Sarika and Dayanand Satpute reluctantly moved house a year ago, in May 2017. “It was a decision based on insecurity and fear,” says 44-year-old Dayanand.
In Mogarga, their village in Maharashtra’s Latur district, the Dalit community had celebrated Ambedkar Jayanti on April 30, 2017. “Every year, we have a programme to mark the occasion some days after Babasaheb’s birth anniversary [on April 14],” says Dayanand
Mogarga village has a population of around 2600 – the majority is Maratha, and around 400 are Dalits, most of them from the Mahar and Matang communities. The Marathas live in the heart of the village, the Dalits on the outskirts.
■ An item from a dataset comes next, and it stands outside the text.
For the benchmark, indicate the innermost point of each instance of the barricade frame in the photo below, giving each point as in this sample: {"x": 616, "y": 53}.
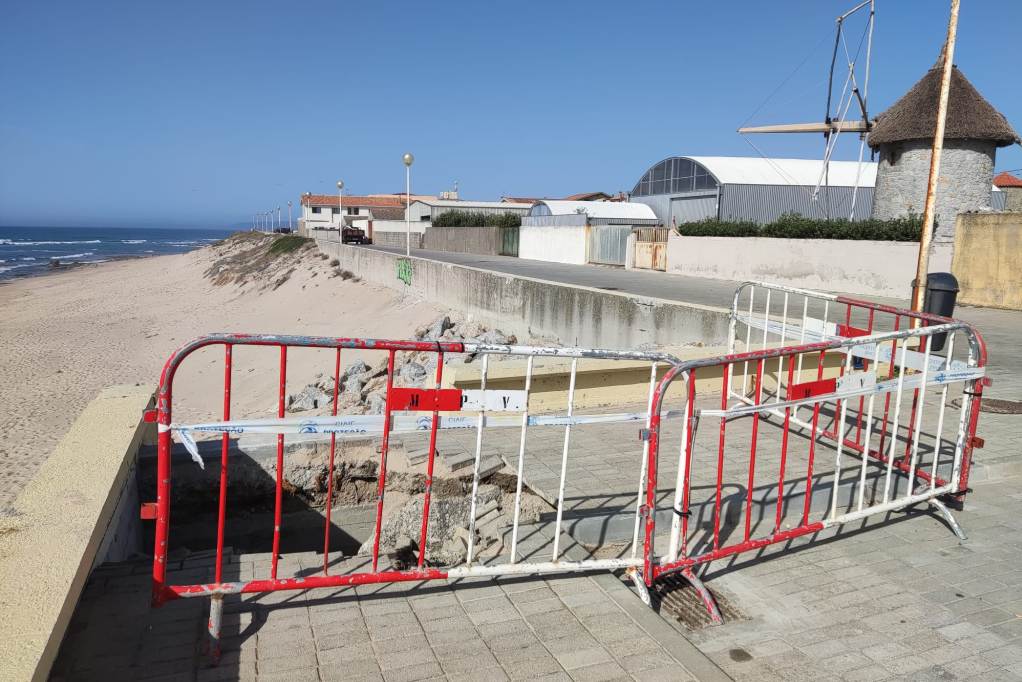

Only a few Dalit families own small plots of land, and most of them work as labourers on the farms of Maratha farmers who mainly cultivate jowar, tur and soyabean here. Or they work as labourers, carpenters and porters in Killari town, 10 kilometres away.
But things got ugly after last year’s function. “A gram sabha [village meeting] was called [by the panchayat] the day after the function,” says Dayanand. “A few people barged into our homes, threatened us and ordered us to be present. When we [around 15 of us] reached the sabha the next morning, they shouted ‘Jai Bhavani, Jai Shivaji’ slogans to provoke us.” These slogans extol the 17th century Maratha ruler Chhatrapati Shivaji.